War on terror: State needs to be clear to combat insurgents

Moeed Yousaf says conflicting narratives add to uncertainty.


Our Correspondent June 27, 2014

ISLAMABAD:


Pakistan must clear any confusion among citizens in its fight against insurgents and also provide them with day-to-day security as failure in this case may make the narrative weak and uncertain.


Third-party involvement is present in all insurgencies in South Asia, but once the state addresses the issues internally, those parties will stop intervening.

Moeed Yousaf, director of South Asia programmes at the United States Institute of Peace, was talking about his book ‘Insurgency and Counterinsurgency in South Asia: Through a Peacebuilding Lens’ at the Institute of Strategic Studies Islamabad. The book is a compilation of case study on insurgencies and counter insurgencies in India, Pakistan, Nepal and Sri Lanka written several authors.

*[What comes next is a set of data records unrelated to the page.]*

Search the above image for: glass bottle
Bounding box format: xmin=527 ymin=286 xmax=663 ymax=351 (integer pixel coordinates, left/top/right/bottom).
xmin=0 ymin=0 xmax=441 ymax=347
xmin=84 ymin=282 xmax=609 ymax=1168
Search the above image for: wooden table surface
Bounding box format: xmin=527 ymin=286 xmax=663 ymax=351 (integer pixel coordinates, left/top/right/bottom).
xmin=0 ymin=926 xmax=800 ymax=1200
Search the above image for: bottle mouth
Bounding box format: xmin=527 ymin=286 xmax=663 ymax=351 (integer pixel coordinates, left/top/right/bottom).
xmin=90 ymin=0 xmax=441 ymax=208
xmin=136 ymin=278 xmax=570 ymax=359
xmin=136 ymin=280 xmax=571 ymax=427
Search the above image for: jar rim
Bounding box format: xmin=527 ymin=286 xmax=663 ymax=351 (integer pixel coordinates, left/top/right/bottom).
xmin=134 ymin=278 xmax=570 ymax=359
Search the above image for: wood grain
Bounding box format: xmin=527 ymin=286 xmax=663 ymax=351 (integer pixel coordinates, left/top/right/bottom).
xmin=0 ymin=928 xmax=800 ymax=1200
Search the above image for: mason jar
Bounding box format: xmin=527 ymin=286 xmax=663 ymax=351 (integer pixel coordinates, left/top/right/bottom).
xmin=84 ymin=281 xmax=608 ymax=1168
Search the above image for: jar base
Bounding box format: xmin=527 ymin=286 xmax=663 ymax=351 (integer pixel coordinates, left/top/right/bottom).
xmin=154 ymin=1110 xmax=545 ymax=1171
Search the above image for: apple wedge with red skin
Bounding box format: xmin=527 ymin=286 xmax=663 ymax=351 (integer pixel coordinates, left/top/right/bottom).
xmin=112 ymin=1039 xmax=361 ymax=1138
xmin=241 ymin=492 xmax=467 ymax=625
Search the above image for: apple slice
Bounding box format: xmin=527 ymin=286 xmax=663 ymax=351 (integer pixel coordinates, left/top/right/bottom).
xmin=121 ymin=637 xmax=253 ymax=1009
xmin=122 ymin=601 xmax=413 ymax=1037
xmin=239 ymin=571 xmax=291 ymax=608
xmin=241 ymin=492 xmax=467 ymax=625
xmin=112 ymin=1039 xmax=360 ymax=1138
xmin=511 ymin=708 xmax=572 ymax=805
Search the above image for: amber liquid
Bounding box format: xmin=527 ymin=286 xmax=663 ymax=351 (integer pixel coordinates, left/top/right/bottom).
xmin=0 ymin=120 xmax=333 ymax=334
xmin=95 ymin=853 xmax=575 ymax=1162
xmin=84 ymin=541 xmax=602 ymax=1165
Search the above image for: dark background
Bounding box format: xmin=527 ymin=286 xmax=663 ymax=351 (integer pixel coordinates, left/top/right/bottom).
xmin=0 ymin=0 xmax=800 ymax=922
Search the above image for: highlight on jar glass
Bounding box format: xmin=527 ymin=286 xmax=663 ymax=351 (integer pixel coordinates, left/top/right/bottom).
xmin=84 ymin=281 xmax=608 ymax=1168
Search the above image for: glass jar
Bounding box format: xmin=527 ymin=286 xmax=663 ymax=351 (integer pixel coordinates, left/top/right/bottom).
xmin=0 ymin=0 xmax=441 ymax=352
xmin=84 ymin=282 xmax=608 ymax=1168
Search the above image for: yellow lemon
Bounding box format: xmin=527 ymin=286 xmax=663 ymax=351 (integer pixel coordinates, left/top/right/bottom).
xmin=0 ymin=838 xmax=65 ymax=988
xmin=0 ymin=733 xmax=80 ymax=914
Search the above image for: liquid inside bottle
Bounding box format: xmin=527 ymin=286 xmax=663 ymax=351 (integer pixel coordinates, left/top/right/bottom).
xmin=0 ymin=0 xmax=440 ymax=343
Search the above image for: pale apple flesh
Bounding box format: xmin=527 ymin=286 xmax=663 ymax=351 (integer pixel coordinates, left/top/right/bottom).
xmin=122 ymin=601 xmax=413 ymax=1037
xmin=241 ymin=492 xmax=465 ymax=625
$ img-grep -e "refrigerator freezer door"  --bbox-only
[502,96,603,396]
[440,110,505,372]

According to Yusuf, the case studies provide important lessons on the dynamics of each conflict while collectively offering insights into how and why insurgencies occur and transform, as well as how they can be prevented or resolved.

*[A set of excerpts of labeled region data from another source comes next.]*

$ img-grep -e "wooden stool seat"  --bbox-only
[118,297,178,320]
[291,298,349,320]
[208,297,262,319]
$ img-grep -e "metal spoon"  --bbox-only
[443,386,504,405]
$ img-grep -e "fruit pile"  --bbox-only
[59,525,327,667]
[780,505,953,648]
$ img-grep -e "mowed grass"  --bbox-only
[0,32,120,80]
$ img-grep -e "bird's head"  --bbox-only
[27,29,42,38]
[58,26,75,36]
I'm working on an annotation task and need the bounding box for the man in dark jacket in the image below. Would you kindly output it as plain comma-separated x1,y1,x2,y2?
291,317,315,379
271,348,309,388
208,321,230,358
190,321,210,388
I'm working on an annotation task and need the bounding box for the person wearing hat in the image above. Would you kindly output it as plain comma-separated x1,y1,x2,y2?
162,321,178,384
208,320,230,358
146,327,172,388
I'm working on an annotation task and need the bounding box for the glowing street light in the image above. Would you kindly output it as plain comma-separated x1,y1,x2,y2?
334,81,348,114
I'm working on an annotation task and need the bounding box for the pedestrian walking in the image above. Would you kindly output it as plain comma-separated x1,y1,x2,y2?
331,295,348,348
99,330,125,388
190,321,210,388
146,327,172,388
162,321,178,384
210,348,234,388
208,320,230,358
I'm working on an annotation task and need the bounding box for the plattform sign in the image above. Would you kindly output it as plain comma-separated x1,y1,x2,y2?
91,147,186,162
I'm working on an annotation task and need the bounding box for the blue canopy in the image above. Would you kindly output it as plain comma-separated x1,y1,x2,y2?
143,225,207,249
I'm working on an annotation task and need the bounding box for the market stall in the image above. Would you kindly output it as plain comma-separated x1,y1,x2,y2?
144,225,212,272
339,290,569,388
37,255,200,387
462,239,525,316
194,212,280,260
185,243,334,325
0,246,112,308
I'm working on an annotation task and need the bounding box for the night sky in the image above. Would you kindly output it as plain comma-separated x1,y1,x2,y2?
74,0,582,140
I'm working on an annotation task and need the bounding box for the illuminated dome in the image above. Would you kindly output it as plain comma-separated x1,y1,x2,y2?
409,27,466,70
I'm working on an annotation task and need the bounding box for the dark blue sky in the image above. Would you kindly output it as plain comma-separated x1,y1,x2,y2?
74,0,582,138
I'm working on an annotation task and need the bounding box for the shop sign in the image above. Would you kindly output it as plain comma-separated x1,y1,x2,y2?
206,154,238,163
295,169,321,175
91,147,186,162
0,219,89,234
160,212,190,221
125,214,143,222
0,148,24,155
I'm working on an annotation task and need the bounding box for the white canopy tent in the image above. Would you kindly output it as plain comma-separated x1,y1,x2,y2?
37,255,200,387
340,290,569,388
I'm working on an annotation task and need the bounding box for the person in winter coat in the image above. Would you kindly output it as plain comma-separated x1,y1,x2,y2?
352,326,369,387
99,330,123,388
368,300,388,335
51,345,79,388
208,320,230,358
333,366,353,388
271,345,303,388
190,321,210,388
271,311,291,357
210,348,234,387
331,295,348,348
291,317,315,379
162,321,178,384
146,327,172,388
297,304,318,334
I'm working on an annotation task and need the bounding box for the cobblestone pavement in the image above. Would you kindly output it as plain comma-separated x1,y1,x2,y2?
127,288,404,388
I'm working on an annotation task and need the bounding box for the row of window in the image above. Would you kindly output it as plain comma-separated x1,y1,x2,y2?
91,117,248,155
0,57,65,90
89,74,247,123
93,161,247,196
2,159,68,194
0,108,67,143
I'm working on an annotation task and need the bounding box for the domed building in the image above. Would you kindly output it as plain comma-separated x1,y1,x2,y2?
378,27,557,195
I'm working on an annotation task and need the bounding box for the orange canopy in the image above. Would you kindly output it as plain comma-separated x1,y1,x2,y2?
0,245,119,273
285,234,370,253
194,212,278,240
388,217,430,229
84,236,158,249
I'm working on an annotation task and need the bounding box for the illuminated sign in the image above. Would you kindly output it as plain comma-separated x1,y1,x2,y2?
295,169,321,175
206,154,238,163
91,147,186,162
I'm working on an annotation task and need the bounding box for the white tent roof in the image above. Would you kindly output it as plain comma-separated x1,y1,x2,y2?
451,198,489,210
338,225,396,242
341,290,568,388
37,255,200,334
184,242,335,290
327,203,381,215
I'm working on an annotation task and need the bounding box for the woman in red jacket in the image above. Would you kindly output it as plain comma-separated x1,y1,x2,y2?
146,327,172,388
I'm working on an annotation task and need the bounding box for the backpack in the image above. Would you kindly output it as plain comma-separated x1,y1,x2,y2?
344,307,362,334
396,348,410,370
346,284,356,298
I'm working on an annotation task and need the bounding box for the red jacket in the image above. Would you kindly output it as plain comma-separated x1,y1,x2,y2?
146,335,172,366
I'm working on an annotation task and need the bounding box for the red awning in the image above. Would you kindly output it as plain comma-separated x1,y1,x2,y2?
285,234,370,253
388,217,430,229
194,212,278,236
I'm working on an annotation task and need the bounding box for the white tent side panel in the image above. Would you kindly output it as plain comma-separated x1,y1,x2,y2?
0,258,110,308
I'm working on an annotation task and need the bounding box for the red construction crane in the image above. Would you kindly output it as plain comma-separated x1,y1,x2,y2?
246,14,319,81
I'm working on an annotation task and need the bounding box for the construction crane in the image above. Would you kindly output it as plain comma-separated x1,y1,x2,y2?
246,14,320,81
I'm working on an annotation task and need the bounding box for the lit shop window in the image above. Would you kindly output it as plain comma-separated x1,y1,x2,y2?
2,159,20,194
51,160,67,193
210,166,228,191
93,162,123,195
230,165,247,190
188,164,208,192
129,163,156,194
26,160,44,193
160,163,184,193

The talk honed in on policy-relevant conclusions pertinent to the peace-building field. He also highlighted the opportunities and constraints in applying peace-building approaches across the conflict curve, identifying recommendations for the belligerents as well as for peace builders.

“The narratives of political Islam and state-society disconnect are complicating the case for state,” he said.

He remarked that confusion about countering the insurgency reaches the level that even people directly related to the job are unsure.

To clear the confusion, he suggested, the state must improve the criminal justice system, defend its citizens and invest in liberal-thinking clerics. “The state seems somewhat successful in the last case,” he said.

He offered the example of Sri Lanka, explaining that in the last three years, conspiracy theories and pessimism was abound, but the result were clear. The benchmark for Pakistani state should not be to fight to survive but to become a ‘normal’ functioning state. “The state has to fulfil its side of the social contract.”

Replying to a question about the Protection of Pakistan Ordinance he said he met law enforcement officials who claim the current infrastructure cannot work.

“But we have seen whenever state was bestowed upon such powers they have used it with impunity,” he added.

In the end he suggested there is a need to prioritise the list of goals. He said poverty and injustice are not excuses for people to join insurgents. “Even those who say ‘first address the injustice and them go after the insurgency’ is not the point. Deprivation and injustices may be a part of people’s grievances, but they are not primary factors,” he added. Even the state, he argued, can address injustices in a much better way after winning over the insurgents.

Published in The Express Tribune, June 27th, 2014.